Такая заботливость и доброта совсем ошеломили Джона Гилрея.
— Просто не знаю, как вас и благодарить, сэр, за вашу щедрость, — сказал он.
— Не стоит благодарности, Джон, — величественно ответил коммерсант. — Наша фирма всегда рада позаботиться об интересах своих служащих, когда представляется соответствующая возможность. Чековая книжка у вас с собой? Напишите чек на тысячу четыреста фунтов. Но не больше, Джон, не больше — к сожалению, одолжить вас на большую сумму я не могу.
Старший клерк выписал чек и поставил свою подпись — такую же старомодную и робкую, как он сам, — получил официальную расписку и был отослан назад в контору. Там он весьма развлек остальных клерков, восторженно описывая великодушие и щедрость их хозяина. А Джон Гердлстон достал из ящика несколько листов голубой бумаги, и его гусиное перо забегало по ним, брызгая и скрипя.
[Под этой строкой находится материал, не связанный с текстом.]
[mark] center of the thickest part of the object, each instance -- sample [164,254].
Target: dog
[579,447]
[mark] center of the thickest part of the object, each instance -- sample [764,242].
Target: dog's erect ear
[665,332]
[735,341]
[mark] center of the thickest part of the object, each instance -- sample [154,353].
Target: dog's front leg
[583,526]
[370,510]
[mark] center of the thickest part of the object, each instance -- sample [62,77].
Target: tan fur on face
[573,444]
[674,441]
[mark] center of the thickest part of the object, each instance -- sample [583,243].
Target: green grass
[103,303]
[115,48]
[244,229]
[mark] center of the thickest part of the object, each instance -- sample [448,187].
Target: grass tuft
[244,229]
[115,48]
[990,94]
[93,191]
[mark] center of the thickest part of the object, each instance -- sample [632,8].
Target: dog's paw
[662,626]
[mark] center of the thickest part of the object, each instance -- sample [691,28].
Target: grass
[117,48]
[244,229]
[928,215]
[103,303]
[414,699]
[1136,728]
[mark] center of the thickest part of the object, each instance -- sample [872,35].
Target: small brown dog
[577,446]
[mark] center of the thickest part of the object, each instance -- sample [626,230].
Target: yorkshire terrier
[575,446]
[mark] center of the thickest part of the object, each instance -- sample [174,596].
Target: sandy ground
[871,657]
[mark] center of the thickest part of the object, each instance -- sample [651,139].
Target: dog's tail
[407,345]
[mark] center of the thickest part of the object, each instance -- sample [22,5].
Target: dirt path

«Сэр, — писал он управляющему банком, — прилагаю тысячу четыреста фунтов — всю свободную наличность, имеющуюся в настоящее время в конторе. В ближайшее время я собираюсь внести на свой счет значительную сумму. А пока, надеюсь, Вы будете и впредь оплачивать представляемые чеки.Искренне Ваш Джон Гердлстон ».
В страховое агентство Ллойда он адресовал следующее:
«Сэр, прилагаю к письму чек на двести сорок один фунт семь шиллингов шесть пенсов, то есть очередной взнос за „Леопарда“, „Черного орла“ и „Деву Афин“. Прошу извинить задержку, но среди важных дел подобные мелочи порой ускользают из памяти».
Запечатав и отправив эти два послания, старший Гердлстон почувствовал некоторое облегчение и снова предался невинному развлечению, изыскивая наилучший способ для устройства корнера на алмазах.